Situation défavorisée sur le plan socioéconomique et comportements à risque pour la santé en Australie (période étudiée : 1989-90 à 2001)

Jake M. Najman, Ghasem Toloo, & Victor Siskind

RÉSUMÉ

OBJECTIF

Un faible statut socioéconomique est associé à des composantes peu saines du mode de vie telles que tabagisme, inactivité physique et excès de poids ou obésité.
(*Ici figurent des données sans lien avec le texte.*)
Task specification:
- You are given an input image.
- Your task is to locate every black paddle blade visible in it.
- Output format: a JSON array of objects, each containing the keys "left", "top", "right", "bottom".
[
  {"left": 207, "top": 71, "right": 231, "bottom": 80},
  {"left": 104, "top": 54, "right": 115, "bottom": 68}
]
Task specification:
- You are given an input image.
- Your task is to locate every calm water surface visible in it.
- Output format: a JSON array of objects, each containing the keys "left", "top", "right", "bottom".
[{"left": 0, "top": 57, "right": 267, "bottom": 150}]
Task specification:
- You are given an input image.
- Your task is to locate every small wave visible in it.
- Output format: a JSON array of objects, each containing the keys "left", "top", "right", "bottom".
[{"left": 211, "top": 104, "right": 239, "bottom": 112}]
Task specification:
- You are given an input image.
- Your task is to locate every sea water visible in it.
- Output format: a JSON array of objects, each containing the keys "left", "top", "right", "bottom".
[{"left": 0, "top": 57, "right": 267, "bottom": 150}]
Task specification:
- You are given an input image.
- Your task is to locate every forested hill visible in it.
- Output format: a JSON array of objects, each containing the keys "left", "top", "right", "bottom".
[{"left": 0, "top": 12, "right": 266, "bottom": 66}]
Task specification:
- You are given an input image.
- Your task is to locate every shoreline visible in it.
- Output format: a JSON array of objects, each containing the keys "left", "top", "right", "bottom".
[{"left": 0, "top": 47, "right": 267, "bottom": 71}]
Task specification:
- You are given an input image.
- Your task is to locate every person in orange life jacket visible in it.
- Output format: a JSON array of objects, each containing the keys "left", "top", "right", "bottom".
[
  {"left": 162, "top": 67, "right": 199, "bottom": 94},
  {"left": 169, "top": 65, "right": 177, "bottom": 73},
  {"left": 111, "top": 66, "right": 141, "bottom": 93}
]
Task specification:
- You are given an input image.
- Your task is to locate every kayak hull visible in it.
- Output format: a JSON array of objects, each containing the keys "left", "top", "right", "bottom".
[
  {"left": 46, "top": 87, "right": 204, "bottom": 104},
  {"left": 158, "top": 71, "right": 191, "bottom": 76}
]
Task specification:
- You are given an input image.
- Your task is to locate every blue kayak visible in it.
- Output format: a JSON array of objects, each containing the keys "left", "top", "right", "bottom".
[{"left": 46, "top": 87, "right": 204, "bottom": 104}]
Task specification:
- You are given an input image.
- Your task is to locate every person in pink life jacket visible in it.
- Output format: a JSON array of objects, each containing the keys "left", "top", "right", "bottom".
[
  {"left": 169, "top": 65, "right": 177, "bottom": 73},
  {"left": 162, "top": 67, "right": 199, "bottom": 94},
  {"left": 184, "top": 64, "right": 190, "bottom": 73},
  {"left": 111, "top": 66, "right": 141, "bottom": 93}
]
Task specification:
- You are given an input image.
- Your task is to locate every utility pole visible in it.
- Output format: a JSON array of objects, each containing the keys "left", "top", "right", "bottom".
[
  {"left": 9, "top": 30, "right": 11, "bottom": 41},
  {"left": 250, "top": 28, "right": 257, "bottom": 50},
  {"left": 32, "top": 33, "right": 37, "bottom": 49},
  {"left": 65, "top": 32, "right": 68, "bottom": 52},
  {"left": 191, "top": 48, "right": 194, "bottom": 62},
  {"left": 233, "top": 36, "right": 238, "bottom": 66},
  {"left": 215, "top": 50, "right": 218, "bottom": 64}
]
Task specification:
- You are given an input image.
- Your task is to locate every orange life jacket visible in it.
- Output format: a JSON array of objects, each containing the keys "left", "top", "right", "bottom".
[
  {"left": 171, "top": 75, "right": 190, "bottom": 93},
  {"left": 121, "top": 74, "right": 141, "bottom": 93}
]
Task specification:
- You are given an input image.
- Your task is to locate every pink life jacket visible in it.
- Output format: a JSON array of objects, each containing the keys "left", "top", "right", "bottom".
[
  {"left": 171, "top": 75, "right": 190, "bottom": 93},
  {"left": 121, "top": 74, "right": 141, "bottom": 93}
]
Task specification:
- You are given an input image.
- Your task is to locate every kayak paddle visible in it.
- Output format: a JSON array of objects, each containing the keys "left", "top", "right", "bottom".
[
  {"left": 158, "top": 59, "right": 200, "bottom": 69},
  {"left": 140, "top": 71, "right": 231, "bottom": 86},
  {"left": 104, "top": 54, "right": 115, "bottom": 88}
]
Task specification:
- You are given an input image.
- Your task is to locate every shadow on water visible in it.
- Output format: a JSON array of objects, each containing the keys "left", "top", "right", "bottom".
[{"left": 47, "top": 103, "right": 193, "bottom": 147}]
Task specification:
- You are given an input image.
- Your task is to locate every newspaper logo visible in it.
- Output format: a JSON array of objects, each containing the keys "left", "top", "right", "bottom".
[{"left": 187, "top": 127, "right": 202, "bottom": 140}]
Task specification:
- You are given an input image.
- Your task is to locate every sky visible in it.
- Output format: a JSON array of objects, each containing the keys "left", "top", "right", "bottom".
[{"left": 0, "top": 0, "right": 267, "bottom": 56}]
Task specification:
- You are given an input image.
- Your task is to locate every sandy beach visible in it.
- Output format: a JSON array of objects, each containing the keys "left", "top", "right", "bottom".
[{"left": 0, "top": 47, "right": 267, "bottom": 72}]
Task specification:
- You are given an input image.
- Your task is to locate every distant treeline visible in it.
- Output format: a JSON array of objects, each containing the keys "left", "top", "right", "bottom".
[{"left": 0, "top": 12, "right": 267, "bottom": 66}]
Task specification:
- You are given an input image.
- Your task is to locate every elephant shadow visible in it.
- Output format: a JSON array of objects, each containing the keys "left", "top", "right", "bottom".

L’article examine l’évolution en fonction du temps en Australie de l’association entre un tel statut d’une part, et le tabagisme, l’activité physique et la présence d’un excès de poids ou d’une obésité, d’autre part.

MÉTHODES

Les données ont été tirées de trois enquêtes nationales de santé, menées successivement en Australie en 1989-90 (n = 54 576), 1995 (n = 53 828) et 2001 (n = 26 863). Les sujets de ces enquêtes ont été sélectionnés par une méthode d’échantillonnage probabiliste appliquée à l’échelle nationale et des données agrégées par zones géographiques ont été utilisées pour déterminer l’évolution dans le temps de l’association entre faible statut socioéconomique et mode de vie.

RÉSULTATS

Globalement, ce sont les hommes qui avaient le mode de vie le moins sain. En 2001, il existait, pour les femmes comme pour les hommes, des relations inverses entre la faiblesse du statut socioéconomique et la proportion de fumeur, le manque d’activité physique (sédentarité) et le pourcentage d’obèses. Des changements socioéconomiques importants sont intervenus sur la période 1989-90 à 2001. C’est dans les zones les moins désavantagées sur le plan socioéconomique que l’on a relevé la plus forte diminution du pourcentage de fumeurs (baisse de 24 % pour les hommes et de 12 % pour les femmes) et du pourcentage de personnes déclarant une activité sédentaire (baisse de 25 % pour les hommes et de 22 % pour les femmes). Malgré l’augmentation globale de la proportion de personnes en surpoids ou obèses au cours du temps, l’accroissement du pourcentage d’individus en surpoids a été modeste (de 16 % seulement pour les femmes) dans les zones associées à un statut socioéconomique élevé.

CONCLUSION

Les inégalités socioéconomiques se traduisent de plus en plus par l’aggravation de plusieurs comportements à risque pour la santé : des stratégies de prévention destinées à des populations spécifiques seraient donc à prévoir pour réduire les inégalités en matière de santé.